Outros detalhes dignos de menção: foco de luz sob os retrovisores externos ao destravar o carro, forro de teto solar com vedação completa de raios solares (raro nesse tipo panorâmico), freio de estacionamento com comando elétrico e retenção automática em paradas, luzes internas com sete opções de cores, quatro tomadas USB, tomada de 12 volts no porta-malas e grande espaço para objetos no console central. Entre os pontos melhoráveis, o comando a distância para descer vidros faz o teto solar abrir por inteiro (contraproducente quando o carro está sob Sol intenso), não há faixa degradê no para-brisa e o sistema de áudio só funciona com ignição ligada — não o arranjo típico da marca.

Próxima parte

 

Bem-equipado: controlador de distância à frente, teto solar panorâmico, ajuste elétrico do banco, assistente para estacionar, retenção nas paradas, monitor de pressão e temperatura dos pneus, saídas de ar para o banco traseiro

 

Versões, preços e equipamentos de série

• Territory SEL (R$ 165.900) – Acesso remoto a funções por aplicativo no telefone, ar-condicionado automático, bancos com revestimento sintético, bolsas infláveis laterais dianteiras e de cortina, câmera e sensores na traseira, central de áudio com tela de 10,1 polegadas, conexão sem fio com Apple Car Play e conexão via cabo com Android Auto e Apple Car Play; chave presencial para acesso e partida, computador de bordo, controlador de velocidade, controle eletrônico de estabilidade e tração, faróis de leds, faróis de neblina, monitoramento de pressão e temperatura dos pneus, quatro entradas USB, retrovisor interno fotocrômico, rodas de alumínio de 17 pol com pneus 235/55, teto solar panorâmico elétrico.

• Territory Titanium (R$ 187.900) – Como o SEL mais alerta de colisão com frenagem autônoma de emergência, alerta de mudança de faixa, assistente de estacionamento, banco do motorista com ajuste elétrico, bancos dianteiros com aquecimento e ventilação, bancos revestidos em couro (parcial) na cor bege, câmeras e sensores em 360°, carregamento sem fio para celular, controlador de distância à frente com função para-anda, faróis e limpador de para-brisa automáticos, luz ambiente configurável em sete cores, monitoramento de ponto cego, quadro de instrumentos com tela de 10 pol configurável em três modos, retrovisores com luzes de cortesia e rebatimento elétrico, rodas de alumínio de 18 pol com pneus 235/50, sistema de áudio com 8 alto-falantes.
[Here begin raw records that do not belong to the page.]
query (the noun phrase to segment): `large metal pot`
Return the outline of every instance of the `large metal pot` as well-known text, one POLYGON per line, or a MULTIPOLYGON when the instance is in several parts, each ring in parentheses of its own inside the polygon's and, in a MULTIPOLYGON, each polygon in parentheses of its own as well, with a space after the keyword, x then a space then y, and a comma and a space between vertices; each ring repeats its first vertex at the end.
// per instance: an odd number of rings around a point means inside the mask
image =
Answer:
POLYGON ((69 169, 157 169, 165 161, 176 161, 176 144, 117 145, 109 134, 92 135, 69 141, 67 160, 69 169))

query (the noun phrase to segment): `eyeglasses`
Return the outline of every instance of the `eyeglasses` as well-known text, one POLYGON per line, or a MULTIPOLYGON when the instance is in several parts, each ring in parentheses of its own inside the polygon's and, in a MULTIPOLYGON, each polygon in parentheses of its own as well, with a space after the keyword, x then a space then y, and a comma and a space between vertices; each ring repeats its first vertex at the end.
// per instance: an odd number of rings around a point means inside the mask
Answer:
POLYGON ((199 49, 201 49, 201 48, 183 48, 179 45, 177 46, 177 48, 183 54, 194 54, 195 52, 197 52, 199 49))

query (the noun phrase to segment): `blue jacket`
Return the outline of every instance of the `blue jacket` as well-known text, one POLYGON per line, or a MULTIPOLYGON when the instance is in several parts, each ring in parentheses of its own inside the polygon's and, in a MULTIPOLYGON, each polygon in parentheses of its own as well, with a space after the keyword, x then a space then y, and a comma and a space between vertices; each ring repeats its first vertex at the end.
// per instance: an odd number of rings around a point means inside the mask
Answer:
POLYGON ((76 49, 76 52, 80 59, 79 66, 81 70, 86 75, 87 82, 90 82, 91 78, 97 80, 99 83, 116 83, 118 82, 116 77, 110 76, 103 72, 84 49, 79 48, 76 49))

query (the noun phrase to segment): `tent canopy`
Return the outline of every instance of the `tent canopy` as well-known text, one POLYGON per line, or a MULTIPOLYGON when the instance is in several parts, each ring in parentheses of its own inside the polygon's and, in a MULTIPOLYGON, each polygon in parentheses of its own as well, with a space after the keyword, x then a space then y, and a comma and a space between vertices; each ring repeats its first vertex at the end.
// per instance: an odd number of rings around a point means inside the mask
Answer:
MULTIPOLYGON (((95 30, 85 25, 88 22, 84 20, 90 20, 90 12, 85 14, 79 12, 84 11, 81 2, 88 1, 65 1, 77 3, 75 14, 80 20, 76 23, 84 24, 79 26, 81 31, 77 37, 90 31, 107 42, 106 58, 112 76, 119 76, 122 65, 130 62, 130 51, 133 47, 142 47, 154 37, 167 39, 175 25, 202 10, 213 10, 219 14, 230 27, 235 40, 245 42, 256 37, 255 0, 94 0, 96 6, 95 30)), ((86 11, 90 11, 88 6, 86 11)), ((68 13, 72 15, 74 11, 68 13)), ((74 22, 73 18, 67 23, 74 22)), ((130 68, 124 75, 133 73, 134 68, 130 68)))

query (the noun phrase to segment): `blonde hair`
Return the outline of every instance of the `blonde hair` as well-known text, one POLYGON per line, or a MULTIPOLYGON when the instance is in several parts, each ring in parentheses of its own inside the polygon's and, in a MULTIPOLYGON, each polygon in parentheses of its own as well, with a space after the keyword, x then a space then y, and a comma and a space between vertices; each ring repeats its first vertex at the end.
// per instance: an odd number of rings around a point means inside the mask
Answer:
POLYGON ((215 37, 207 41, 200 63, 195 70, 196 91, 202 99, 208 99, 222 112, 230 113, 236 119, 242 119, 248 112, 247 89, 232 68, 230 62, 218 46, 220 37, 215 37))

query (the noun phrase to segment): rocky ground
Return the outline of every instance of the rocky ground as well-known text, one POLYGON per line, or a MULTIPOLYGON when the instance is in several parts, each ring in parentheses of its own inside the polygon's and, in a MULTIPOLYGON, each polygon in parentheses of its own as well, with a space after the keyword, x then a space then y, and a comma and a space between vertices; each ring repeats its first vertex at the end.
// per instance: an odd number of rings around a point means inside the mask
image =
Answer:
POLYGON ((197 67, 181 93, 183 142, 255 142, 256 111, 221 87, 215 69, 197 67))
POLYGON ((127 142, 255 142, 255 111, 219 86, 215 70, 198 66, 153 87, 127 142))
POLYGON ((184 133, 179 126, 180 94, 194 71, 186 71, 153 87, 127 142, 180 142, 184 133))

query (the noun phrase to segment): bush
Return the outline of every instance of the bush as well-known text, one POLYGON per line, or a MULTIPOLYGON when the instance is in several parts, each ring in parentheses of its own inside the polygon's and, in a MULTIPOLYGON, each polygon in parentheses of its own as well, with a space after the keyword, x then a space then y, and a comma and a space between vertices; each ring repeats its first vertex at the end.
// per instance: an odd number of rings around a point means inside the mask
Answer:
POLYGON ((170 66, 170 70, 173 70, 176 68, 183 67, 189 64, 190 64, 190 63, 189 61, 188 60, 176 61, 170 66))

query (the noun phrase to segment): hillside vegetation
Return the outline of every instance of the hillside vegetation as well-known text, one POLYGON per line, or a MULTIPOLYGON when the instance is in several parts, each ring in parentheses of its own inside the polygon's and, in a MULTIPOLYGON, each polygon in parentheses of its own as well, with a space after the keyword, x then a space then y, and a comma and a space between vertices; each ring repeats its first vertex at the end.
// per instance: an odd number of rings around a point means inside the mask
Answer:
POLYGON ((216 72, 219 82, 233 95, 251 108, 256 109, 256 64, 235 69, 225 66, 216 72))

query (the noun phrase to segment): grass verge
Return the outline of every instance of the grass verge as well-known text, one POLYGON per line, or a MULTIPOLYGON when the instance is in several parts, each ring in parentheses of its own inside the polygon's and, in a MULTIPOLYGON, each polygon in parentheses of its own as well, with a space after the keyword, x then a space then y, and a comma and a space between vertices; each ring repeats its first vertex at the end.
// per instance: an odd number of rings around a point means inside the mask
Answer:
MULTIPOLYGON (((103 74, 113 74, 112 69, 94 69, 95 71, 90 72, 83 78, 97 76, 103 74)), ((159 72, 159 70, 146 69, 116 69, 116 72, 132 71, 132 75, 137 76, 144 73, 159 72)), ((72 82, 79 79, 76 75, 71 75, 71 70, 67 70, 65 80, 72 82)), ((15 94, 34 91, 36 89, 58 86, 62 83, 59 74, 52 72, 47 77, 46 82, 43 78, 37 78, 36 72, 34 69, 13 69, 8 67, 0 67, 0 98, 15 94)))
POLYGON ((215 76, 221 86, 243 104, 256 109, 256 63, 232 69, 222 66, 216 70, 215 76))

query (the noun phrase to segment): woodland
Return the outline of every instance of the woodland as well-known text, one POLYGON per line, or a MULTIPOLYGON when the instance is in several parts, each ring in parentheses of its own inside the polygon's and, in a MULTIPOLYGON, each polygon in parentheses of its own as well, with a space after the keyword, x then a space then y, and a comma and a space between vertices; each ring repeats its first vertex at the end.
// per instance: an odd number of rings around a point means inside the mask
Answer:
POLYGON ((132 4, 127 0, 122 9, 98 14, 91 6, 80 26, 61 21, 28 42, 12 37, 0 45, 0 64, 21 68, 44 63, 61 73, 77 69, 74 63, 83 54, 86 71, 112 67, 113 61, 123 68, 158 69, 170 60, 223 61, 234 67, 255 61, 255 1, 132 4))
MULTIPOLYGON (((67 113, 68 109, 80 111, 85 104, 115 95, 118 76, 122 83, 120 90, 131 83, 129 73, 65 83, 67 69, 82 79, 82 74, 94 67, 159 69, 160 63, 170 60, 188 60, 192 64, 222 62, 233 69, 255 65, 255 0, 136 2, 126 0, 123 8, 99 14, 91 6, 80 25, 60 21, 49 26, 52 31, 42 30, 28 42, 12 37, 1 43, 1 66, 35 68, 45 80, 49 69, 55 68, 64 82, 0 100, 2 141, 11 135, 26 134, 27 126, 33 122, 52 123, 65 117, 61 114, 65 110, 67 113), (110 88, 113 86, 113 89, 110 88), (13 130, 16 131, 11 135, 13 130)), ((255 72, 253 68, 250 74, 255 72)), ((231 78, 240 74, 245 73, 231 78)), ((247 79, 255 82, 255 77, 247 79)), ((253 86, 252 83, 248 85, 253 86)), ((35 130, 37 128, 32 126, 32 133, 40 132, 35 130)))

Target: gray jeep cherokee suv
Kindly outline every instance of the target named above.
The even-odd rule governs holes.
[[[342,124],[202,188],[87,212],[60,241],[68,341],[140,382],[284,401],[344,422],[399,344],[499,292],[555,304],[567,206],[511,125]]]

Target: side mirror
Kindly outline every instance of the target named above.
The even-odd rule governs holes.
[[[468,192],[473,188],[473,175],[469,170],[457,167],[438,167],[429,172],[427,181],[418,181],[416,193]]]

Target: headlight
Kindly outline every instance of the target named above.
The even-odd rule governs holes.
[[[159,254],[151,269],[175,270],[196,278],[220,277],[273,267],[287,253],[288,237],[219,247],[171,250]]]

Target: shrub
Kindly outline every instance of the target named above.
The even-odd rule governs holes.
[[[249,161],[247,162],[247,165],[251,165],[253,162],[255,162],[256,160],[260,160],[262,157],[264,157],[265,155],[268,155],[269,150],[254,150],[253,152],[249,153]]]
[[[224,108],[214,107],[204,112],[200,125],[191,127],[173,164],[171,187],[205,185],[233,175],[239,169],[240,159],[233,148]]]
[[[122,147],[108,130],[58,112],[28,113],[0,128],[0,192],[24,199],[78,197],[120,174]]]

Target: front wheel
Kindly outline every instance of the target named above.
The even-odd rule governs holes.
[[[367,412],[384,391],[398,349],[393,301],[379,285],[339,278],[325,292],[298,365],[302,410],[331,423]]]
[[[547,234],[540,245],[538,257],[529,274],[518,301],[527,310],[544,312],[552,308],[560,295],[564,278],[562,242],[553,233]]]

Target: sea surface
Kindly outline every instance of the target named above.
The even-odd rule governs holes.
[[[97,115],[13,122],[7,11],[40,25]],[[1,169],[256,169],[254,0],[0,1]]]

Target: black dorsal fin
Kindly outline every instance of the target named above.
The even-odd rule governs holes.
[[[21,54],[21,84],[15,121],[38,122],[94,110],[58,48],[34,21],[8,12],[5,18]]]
• Garantia – Três anos sem limite de quilometragem.

Próxima parte

 

Revestimento em couro creme vem de série no Territory Titanium, que esbanja espaço para pernas no banco traseiro; porta-malas de 348 litros é ponto negativo

 

Pode-se perguntar se a origem chinesa do Territory transparece em algum lugar que não a etiqueta de fabricação sob o capô. A resposta é não: tudo normal e correto em acionamento e operação, sem arranjos estranhos ou traduções incorretas, e todas as informações das telas em português brasileiro. O SUV demonstra construção e acabamento cuidadosos, incluindo a carroceria com vãos estreitos e bem regulares entre seus painéis — por esse item, talvez fosse bom que todos os Fords viessem da China. E o cofre traz coberturas plásticas para o motor, a bateria e os reservatórios de fluidos, cuidado desconhecido na marca.

 

 

O Territory oferece um interior espaçoso para a cabeça e os ombros de todos os ocupantes e, em especial, para as pernas de quem viaja atrás — cujo assento de forma arredondada, porém, não apoia muito bem as coxas. O encosto traseiro admite duas posições, uma mais reclinada. Decepciona a capacidade de bagagem de 348 litros, típica de hatch médio, sob a qual fica o estepe temporário. Embora o principal rival Compass não ofereça muito mais (411 litros), há no segmento opções generosas como os 686 litros do Tiguan (com cinco lugares em uso) e os 520 litros do 3008.

 

Ciclo Miller e transmissão CVT

O motor do Territory é exclusivo do modelo por aqui: um quatro-cilindros turbo (sem relação com o de três do Fiesta ST europeu) que dispõe de bons elementos como injeção direta, variação do tempo de abertura das válvulas e acionamento dos comandos por meio de corrente. Contudo, tanto pela cilindrada modesta quanto por operar no ciclo Miller para maior eficiência, os índices de potência (150 cv) e torque (22,9 m.kgf) são apenas razoáveis. Também de 1,5 litro, o Honda CR-V obtém 190 cv e o Tiguan alcança 25,5 m.kgf com motor 1,4 turbo.

 

Motor turbo de 150 cv e caixa CVT trazem resposta ágil ao Territory, apesar da 1,6 tonelada, mas em altas rotações o desempenho é apenas adequado

 

Com um peso considerável de 1.632 kg, o novo Ford anuncia desempenho apenas regular, com aceleração de 0 a 100 km/h em 11,8 segundos pelo dado de fábrica. Nosso teste usando estol na saída (pode ser que a fábrica não use esse método) obteve melhor marca, 10,5 s, à frente de Compass Limited e Sportage EX (12,1 s), mas atrás de 3008 (9,4 s) e Tiguan Comfortline (9,9 s). Sem estol nota-se ligeiro retardo até a turbina encher e o carro ganhar ímpeto.

 

No uso urbano a sensação é de agilidade, com bom isolamento de ruídos e vibrações, mas a potência modesta aparece em subida de serra ou ultrapassagem a pleno

 

A transmissão CVT, a primeira em um Ford não híbrido por aqui (apenas o Fusion Hybrid usava uma, mas de concepção diferente), usa conversor de torque para a ligação ao motor, receita para obter agilidade nas saídas. No canal de seleção manual à direita ocorre simulação de oito marchas, com mudanças para cima na faixa 5.000-5.400 rpm ao acelerar a pleno, mas não redução, mesmo que se pise no acelerador até o fim. Em D a operação é típica de CVT: sob aceleração total o giro cresce até 5.400 e estaciona, o que traz o melhor desempenho. O programa Sport, que também afeta acelerador e assistência de direção, não influi nessa definição.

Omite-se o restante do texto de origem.